File photo of Al Shabaab fighters, Somalia. Photo: AFP

A military base in Somalia came under attack by Al-Shabaab jihadists on Wednesday, police and witnesses said, just as the African Union announced it was beginning a drawdown of troops in the violence-wracked nation.

Almost simultaneous suicide bomb blasts targeted the base in the southern city of Baardhere, which hosts both Ethiopian and Somali troops, triggering heavy gunfire, the sources said.

There was no immediate information about any casualties from the attack, which was claimed by Al-Shabaab, an Al-Qaeda affiliated group that has been waging a bloody insurgency against the fragile central government for more than 15 years.

“The first explosion which is presumed to have been carried by a suicide bomber targeted the entrance of the ADC military base in Baardhere where Ethiopian forces are stationed and train Somali troops,” local police officer Abdi Bare said.

“The second blast occurred in the same area within a few minutes after the first one, there are some casualties but we don’t have the details so far,” he said, adding that the situation in the area was “now normal.”
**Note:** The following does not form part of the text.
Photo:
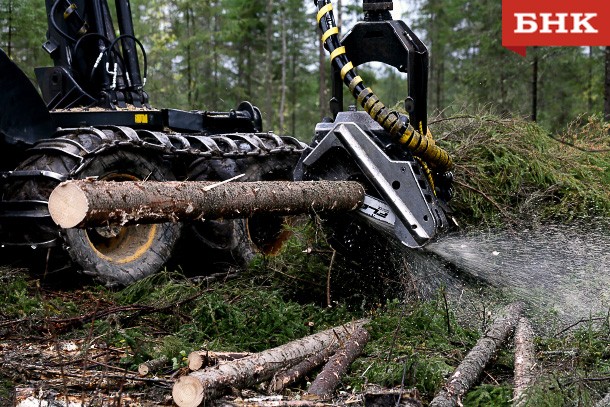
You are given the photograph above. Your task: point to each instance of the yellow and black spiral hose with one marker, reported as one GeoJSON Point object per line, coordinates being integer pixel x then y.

Local resident Bare Hassan reported “heavy gunfire” after the first blast at the base in Baardhere, which lies in Jubaland state about 450 kilometers (280 miles) south of the capital Mogadishu.

Al-Shabaab has continued to launch deadly attacks in Somalia in the face of a major offensive by pro-government forces backed by the AU force known as ATMIS against the jihadist group.

Only last month, 54 Ugandan peacekeepers were killed when Al-Shabaab fighters stormed an AU base located southwest of Mogadishu in one of the deadliest attacks since the offensive was launched last year.

Earlier Wednesday, the African Union Transition Mission announced it had started to reduce troop numbers in Somalia in line with UN Resolutions “which mandate ATMIS to drawdown 2,000 soldiers by the end of June 2023”.

ATMIS in April last year replaced the previous mission known as AMISOM, which had a force of about 20,000 drawn from several nations including Burundi, Kenya, and Uganda.

It said it handed over a base operated by Burundian forces in Hirshabelle state in south-central Somalia to the Somali National Army.

ATMIS has a more offensive remit than its predecessor, and calls for security to be assumed by Somalia’s army and police force by the end of 2024.

As Al-Shabaab attacks surge despite the military operation, President Hassan Sheikh Mohamud earlier this week sacked the head of the army, Odowaa Yusuf Rageh, and named Ibrahim Sheikh Muhidin as his successor.

Somalia, one of the poorest countries on the planet, has been mired in chaos since the fall of dictator Siad Barre‘s military regime in 1991.